Il ruggito di Gaspar: passerella finale contro il Genoa e messaggio chiaro per la prossima stagione
Dopo il grave infortunio di febbraio, il difensore angolano ritrova il rettangolo verde nel finale di Lecce-Genoa grazie a Di Francesco: sarà regolarmente presente al ritiro estivo per iniziare l'anno da protagonista
La luce in fondo al tunnel ha finalmente i colori del "Via del Mare". Per Kialonda Gaspar, il match contro il Genoa di domenica non è stata una partita qualunque, ma il momento del ritorno ufficiale sul campo dopo mesi di sofferenza e duro lavoro. Un ingresso simbolico, una vera e propria passerella concessagli dal tecnico Di Francesco che profuma di rinascita e di futuro.

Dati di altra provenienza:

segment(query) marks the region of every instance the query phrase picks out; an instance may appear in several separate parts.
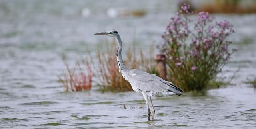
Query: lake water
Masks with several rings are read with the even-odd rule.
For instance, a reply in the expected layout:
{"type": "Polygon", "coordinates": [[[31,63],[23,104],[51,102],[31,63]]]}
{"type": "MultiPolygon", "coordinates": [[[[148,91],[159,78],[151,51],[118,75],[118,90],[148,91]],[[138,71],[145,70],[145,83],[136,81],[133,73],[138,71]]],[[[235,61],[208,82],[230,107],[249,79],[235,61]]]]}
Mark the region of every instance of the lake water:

Quel maledetto primo minuto contro l'Inter
Il calvario di Gaspar era iniziato lo scorso 21 febbraio, durante la sfida interna contro l'Inter. In quello che doveva essere un pomeriggio di grande calcio, il difensore era stato costretto ad abbandonare il campo dopo appena un minuto di gioco a causa di una torsione innaturale della gamba sinistra in un contrasto con Thuram.

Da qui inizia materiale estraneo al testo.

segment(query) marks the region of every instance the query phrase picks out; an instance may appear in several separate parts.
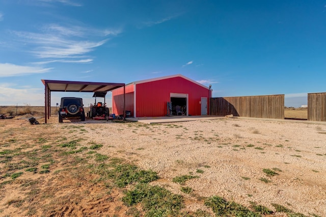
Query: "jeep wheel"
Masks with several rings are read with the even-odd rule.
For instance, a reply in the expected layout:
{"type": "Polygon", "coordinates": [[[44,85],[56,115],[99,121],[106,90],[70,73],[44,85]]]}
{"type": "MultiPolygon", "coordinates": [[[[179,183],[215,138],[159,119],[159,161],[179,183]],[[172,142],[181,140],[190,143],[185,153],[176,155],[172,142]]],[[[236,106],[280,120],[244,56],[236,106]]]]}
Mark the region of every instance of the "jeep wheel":
{"type": "Polygon", "coordinates": [[[91,110],[91,117],[94,118],[94,117],[96,117],[96,108],[95,107],[92,107],[91,110]]]}
{"type": "Polygon", "coordinates": [[[60,112],[59,111],[59,113],[58,114],[59,117],[59,123],[62,123],[63,122],[63,119],[62,119],[62,116],[61,116],[61,115],[60,115],[60,112]]]}
{"type": "Polygon", "coordinates": [[[80,116],[80,121],[85,121],[85,113],[84,112],[83,113],[82,116],[80,116]]]}
{"type": "Polygon", "coordinates": [[[67,111],[70,115],[75,115],[78,113],[78,106],[74,103],[71,103],[67,106],[67,111]]]}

Gli esami strumentali avevano gelato l'ambiente giallorosso: trauma distorsivo al ginocchio sinistro, con lesione di primo grado del legamento collaterale mediale e una lesione parziale del legamento crociato posteriore. Un quadro clinico complesso che, inizialmente, faceva temere per una chiusura definitiva della sua stagione.
Una riabilitazione da record
Gaspar, però, non si è mai arreso. Attraverso i suoi canali social ha documentato ogni passo della sua terapia conservativa: dalle prime camminate con le stampelle per le vie di Lecce al lavoro incessante in palestra e piscina per il potenziamento muscolare. La sua determinazione nel bruciare le tappe ha permesso questo rientro lampo nelle ultime battute del campionato.
Il ritorno contro il Genoa e lo sguardo al futuro
Il tabellino di Lecce-Genoa segna un momento spartiacque: minuto 89, fuori Ramadani, dentro Gaspar. Solo un minuto di gioco (più recupero), quanto basta per sentire di nuovo l'erba sotto i tacchetti e l'abbraccio del proprio pubblico.
Questo scampolo di partita rappresenta molto più di una semplice sostituzione. È il segnale inequivocabile che il difensore è clinicamente guarito e ha superato il test psicofisico del rientro. La scelta di Di Francesco di concedergli questo spazio conferma che il calciatore sarà regolarmente a disposizione per il ritiro estivo sin dal primo giorno. Gaspar potrà così svolgere l'intera preparazione precampionato con il gruppo, mettendosi l'infortunio definitivamente alle spalle per iniziare la prossima stagione nel migliore dei modi e riprendersi il comando della difesa giallorossa.